As stated in the order, the utilities argued that, “without this requested clarification, the January 16 order would be unlawful to the extent that it could be read to grant a class of transmission customers — in particular, firm point-to-point transmission customers wheeling to another balancing authority area’s interface — the unilateral right to exempt themselves from generally applicable OATT requirements, such as the transmission provider’s scheduling requirements and redispatch protocols.”   

The utilities alternatively asked the commission to rehear the matter if it declined to issue such a clarification or if Paragraph 155 of the Jan. 16 order “explicitly or implicitly grants ownership rights to transmission customers taking service on non-participating transmission service providers’ systems,” FERC noted. 

In granting the utilities’ request for clarification, the commission wrote that “under the Markets+ tariff, Markets+ transmission contributors may contribute only their transmission service rights [emphasis theirs] on non-participating transmission systems, in accordance with the non-participating transmission service providers’ OATTs or other governing documents.” 

The commission went on to clarify that it “agrees with SPP’s explanation that the transmission capability of non-participating transmission service providers is not available to Markets+ unless an entity that has transmission service rights on a non-participating transmission service provider’s system makes them available to Markets+, regardless of whether the entity is in a participating balancing authority or not.” 

The commission added that, because it had granted the utilities’ request for clarification, it had dismissed their request for rehearing as moot. 

‘Too Narrowly’

FERC dismissed a separate rehearing request by the four utilities, which had argued the compliance directives in Paragraph 154 of the Jan. 16 order could imply that SPP would be able to dictate the terms and conditions of service to transmission customers taking service under the OATTs of non-participating TSPs. 

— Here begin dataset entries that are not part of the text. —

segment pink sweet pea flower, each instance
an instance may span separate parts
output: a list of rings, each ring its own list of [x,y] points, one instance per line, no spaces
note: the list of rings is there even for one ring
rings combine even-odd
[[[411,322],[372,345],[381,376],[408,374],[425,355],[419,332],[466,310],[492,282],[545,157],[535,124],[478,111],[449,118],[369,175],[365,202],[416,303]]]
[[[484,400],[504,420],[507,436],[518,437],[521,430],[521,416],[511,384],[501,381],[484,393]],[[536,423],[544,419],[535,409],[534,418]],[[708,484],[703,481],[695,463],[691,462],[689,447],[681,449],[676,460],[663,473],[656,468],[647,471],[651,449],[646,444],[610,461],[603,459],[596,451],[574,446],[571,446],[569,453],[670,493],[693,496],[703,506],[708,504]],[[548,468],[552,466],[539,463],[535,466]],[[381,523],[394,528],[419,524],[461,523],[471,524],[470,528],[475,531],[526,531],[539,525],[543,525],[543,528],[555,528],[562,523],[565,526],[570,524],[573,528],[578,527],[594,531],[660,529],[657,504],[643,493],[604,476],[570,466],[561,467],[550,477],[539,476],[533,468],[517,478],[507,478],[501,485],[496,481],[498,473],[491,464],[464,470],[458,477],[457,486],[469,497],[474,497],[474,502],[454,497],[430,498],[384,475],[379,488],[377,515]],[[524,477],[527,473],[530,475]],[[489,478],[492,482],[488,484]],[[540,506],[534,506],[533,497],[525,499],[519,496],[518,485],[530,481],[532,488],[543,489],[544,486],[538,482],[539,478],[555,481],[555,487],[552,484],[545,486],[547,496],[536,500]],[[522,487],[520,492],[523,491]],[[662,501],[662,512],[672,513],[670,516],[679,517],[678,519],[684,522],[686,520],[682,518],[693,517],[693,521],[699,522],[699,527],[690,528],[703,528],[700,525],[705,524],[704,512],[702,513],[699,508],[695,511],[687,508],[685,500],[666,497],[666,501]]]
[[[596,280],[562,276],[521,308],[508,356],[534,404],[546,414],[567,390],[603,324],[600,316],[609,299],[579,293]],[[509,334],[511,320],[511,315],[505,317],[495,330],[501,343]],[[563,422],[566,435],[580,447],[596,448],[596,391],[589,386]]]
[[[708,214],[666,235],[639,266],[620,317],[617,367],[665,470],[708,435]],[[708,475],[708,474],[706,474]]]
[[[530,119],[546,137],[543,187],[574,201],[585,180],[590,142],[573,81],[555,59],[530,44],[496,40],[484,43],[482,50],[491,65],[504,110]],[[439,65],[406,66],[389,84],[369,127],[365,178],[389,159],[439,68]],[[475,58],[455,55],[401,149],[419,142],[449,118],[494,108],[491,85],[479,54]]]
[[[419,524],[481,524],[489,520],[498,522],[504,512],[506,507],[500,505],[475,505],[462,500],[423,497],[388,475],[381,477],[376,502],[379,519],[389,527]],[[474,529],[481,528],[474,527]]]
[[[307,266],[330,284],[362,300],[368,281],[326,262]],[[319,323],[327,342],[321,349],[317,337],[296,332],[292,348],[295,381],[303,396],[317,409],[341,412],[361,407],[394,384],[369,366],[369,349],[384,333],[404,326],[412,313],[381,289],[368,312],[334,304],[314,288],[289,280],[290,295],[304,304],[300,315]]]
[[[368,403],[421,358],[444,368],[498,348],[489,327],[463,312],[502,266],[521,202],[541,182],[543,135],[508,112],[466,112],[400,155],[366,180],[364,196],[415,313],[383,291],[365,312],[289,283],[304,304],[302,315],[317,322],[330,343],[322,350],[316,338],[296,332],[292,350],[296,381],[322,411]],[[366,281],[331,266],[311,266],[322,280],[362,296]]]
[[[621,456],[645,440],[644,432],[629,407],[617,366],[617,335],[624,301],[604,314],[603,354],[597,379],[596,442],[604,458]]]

“We are not persuaded by rehearing parties’ assertions that the January 16 order purports to control transmission service obligations on non-participating transmission service providers’ systems, and we thus sustain the compliance directives in Paragraph 154 of the January 16 order,” the commission wrote.  

The commissioners said the utilities were reading “the directives in Paragraph 154 too narrowly, ignoring the broader context of the commission’s findings on SPP’s Markets+ transmission contributor option in the surrounding paragraphs.” 

Applications Open for TEF’s Non-ERCOT Grant Program

The Texas Public Utility Commission has begun accepting applications for up to $1 billion in grants under one of the four Texas Energy Fund programs it administers. 

The PUC said May 28 that companies with facilities outside the ERCOT region can apply for funding for transmission and distribution infrastructure or generating facilities in the MISO, SPP and WECC portions of Texas. Qualifying projects must address the modernization of infrastructure, weatherization, reliability and resiliency improvements, or vegetation management, the commission said. 

Applicants must be an existing electric utility, cooperative, municipality or river authority that owns or manages transmission or distribution infrastructure, one or more generators, or a qualifying facility within Texas outside ERCOT. Applicants have to complete and submit an application on the TEF website and file a separate submission statement with the PUC (57830). 

The Outside ERCOT Grant Program is one of four TEF offerings, along with the In-ERCOT Generation Loan Program, the Completion Bonus Grant Program and the Texas Backup Power Package Program. 

The Texas Legislature initially allocated $5 billion to the fund, all of which went to the in-ERCOT program. The low-interest loan program, designed to add 10 GW in gas generation, has seen eight projects drop out or be removed in recent months. (See 2 More Projects Fall out of TEF Loan Program.) 

Lawmakers allocated an additional $5 billion to the fund in its 2025 biennial budget. An additional $2.2 billion will go to loans and grants for ERCOT gas plants, and $1.8 billion has been dedicated to the backup power package. 

The TEF was created by legislation in 2023 and approved by voters later that year in a constitutional election.